Podemos identificar tres tipos de lloro. En primer lugar, el lloro natural: es aquel que se produce por razones naturales. En segundo lugar, el lloro pecaminoso: es aquel que produce como resultado de nuestro pecado y rebelión contra Dios. Y en tercer lugar, el lloro espiritual: es aquel que se produce como resultado de la gracia de Dios en la vida de un hombre.

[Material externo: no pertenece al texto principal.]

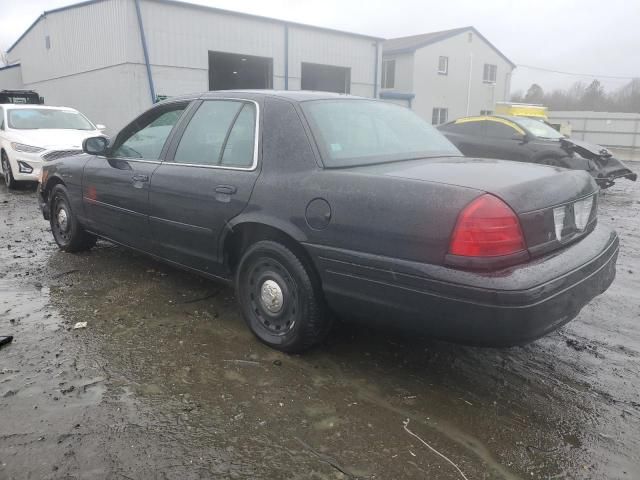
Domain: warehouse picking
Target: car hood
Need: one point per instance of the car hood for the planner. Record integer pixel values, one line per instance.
(524, 186)
(53, 139)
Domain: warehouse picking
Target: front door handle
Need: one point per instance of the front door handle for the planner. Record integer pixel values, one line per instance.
(226, 189)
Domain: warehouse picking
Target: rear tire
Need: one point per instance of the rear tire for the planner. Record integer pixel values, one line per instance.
(280, 298)
(9, 181)
(67, 231)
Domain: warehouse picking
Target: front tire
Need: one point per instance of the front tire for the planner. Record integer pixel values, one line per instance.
(67, 231)
(280, 298)
(9, 181)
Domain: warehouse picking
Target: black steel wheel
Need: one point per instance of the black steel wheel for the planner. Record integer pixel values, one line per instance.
(280, 297)
(9, 181)
(67, 231)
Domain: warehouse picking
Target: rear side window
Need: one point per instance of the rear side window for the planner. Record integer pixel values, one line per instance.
(221, 132)
(238, 151)
(362, 132)
(146, 138)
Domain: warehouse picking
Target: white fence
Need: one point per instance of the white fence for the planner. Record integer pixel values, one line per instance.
(620, 132)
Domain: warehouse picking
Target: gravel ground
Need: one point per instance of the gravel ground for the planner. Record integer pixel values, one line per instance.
(167, 383)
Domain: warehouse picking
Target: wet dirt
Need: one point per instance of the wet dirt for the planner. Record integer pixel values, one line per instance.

Si entendemos esta bienaventuranza en el contexto de lo que enseña toda la escritura se hace evidente que Jesús se está refiriendo al tercer tipo de lloro. En este artículo vamos a detenernos en los dos primeros para que comprendamos que fue lo que no quiso decir y no caigamos en interpretaciones erradas.

Lloro natural

El pintor Bruno Amadio pintó una serie de imágenes de pequeños angustiados que generó mucha polémica sobre la II Guerra Mundial. Imagen tomada de radioactivity

El lloro natural pude abarcar muchas cosas. Por ejemplo, es completamente natural que alguien llore la pérdida de un ser querido: padre, madre, hermano, amigo, cónyuge, etc., etc. De hecho, nosotros los cristianos lo hacemos todo el tiempo al igual que el resto de las personas.

Cuando Pablo le escribe a los tesalonicenses su primera carta al parecer estaban sufriendo por la pérdida física de algunos hermanos en la iglesia y en el capítulo cuatro versículo trece Pablo les dice que aunque es normal la tristeza que eso produce debemos tener presente que nuestra tristeza no es como la de los otros, pues nosotros tenemos esperanza.

Una persona puede llorar también por un dolor físico. Cuando el dolor físico es muy intenso es normal que la persona que la persona llore: mi esposa padece de un tipo de migraña bien bravo y en muchas ocasiones la he visto llorar producto de la intensidad del dolor.

También se puede llorar por una escena conmovedora: en las películas se recrean escenas tan conmovedoras que fácilmente pueden llevar a una persona a derramar lágrimas. El lloro natural incluye muchas cosas que nos pueden hacer llorar, pero no es de este tipo de lloro que Jesús está hablando aquí.

Lloro pecaminoso

Imagen tomada de Pinterest

Este lloro es producido por las consecuencias de nuestros actos pecaminosos. En capitulo cuatro del libro de génesis tenemos el relato de Caín y Abel. La Biblia nos narra como Caín sintió envidia de su hermano porque Jehová había aceptado al ofrenda de Abel pero no la suya.

La envidia fue tan grande que llegó al extremo de matar a su propio hermano. Unos versículos más adelante vemos que Dios castiga a Caín por el crimen cometido y es interesante la reacción de Caín: “grande es mi castigo para ser soportado”. El estaba sintiendo dolor por las consecuencias de su pecado, no por el pecado cometido en sí. De la misma manera, la gente todo el tiempo llora por las consecuencias de sus actos pecaminosos.

A veces, pareciera ser que se apartan del pecado, pero es una mentira, si se les diera la oportunidad de hacerlo sin consecuencias lo harían gustosamente. Cuántas personas vemos entrar a las iglesias en medio de situaciones difíciles y pensamos que abrazan a Cristo verdaderamente porque parecen reformar sus vidas, pero todo es una ilusión, una mentira. Cuando pasa el dolor de las consecuencias del pecado y todo es olvidado enseguida se vuelven a su antigua vida.

El lloro pecaminoso sin duda está presente en este mundo pero no es de este lloro que Jesús está hablando aquí. Es evidente que Jesús está hablando aquí del tercer tipo de lloro, el lloro espiritual. Que se produce como resultado de la gracia de Dios operando en el corazón de una persona.